第51話、共生
「周りを調査してから、帰還しよう」
ササギ中尉が言う。
カー―――ン
ネプチューンが、両手で指パッチンをして、広域ソナーを発動。
「むっ」
水没したビルの、半地下になっている、駐車場に、1メートルくらいの”ハゼ”が、顔を出していた。
「サーチッ、ズームッ」
ハゼと目が合った。
「っつ、全機っ、緊急浮上っ!!」
「キャノン・シュリンプだっ」
◆
キャノン・シュリンプ
別名、大砲エビ。
その名の通り。鉄砲エビが、1メートルくらいに巨大化したもの。
その巨大なハサミから、発生する”プラズマ衝撃波”は、太陽の表面温度(4700°C)以上に達する。
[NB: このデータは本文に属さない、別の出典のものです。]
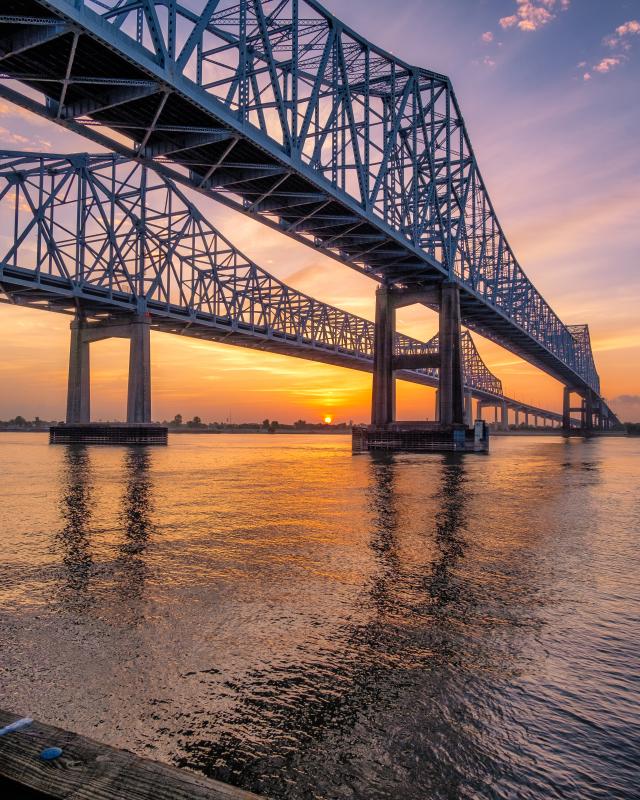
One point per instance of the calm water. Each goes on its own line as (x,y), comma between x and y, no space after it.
(278,614)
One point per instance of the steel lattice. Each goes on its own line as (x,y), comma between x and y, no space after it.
(278,109)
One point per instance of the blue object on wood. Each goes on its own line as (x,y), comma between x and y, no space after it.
(49,753)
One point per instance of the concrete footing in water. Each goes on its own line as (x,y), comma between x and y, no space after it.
(107,433)
(418,437)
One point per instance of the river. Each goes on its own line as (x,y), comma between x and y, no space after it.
(283,616)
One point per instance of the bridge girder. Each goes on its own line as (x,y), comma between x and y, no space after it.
(111,236)
(299,121)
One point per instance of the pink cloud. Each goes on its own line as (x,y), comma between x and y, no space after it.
(530,16)
(607,64)
(620,37)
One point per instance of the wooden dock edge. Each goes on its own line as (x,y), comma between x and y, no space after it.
(88,770)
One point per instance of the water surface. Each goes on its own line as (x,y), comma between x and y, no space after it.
(278,614)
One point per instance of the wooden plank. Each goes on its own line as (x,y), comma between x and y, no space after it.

その衝撃は、46センチ砲弾が直撃したものと同じと言われていた。
浅い海で、最も警戒しなければいけない生物である。
◆
EWAC(早期警戒管制)ビッグハゼ
キャノン・シュリンプと巣穴を共にする、1メートルくらいの巨大ハゼ。
キャノン・シュリンプは目があまり良くなく、代わりにハゼが目の代わりをする。
EWACと呼ばれる所以である。
キャノン・シュリンプは良好な視界を、
EWAC(早期警戒管制)ビッグハゼは、安全な巣穴と、キャノン・シュリンプの食べ残しを、
得る。
このような、両者WIN、WINの関係を”共利共生”と言う。
◆
「やばいっ、急げっ。 シュリンプの衝撃波は、ここまで届くっ」
ネプチューンと言えども、直撃すれば粉々だ。
途中で、コンゴウリキシを両脇に抱え、海面に飛び上がるように、浮上した。
幸い、自分より大きな獲物は襲わない。
”呑竜”の装甲に、余裕で穴を空けられるとしてもだ。
「「ありがとうございました」」
「ふうう、助かった」
「でも、”ビッグシオマネキ”7匹は上等だよ」
排水の終わった、下部格納庫だ。
「ジローちゃん、心配したよっ」
ヒビキだ。
早速、コンゴウリキシを脱いだ、ウエタの頭を撫でている。
「、……キバ様っ……」
フランソワーズは、コンゴウリキシを脱いだキバの頭を、豊かな胸で挟むように抱きしめている。
慈しむように、頭を撫でていた。
「オ、オリガミさん」
キバが耳まで真っ赤になっている。
”撫で撫でランキング”上位入り確定だろう。
「……彼女が欲しい……」
ネプチューンの、コックピット入口に腰を掛けて、ササギが小さくつぶやいた。
その後、寂しそうにするササギに関係なく、カニパは大盛り上がりのまま、終了した。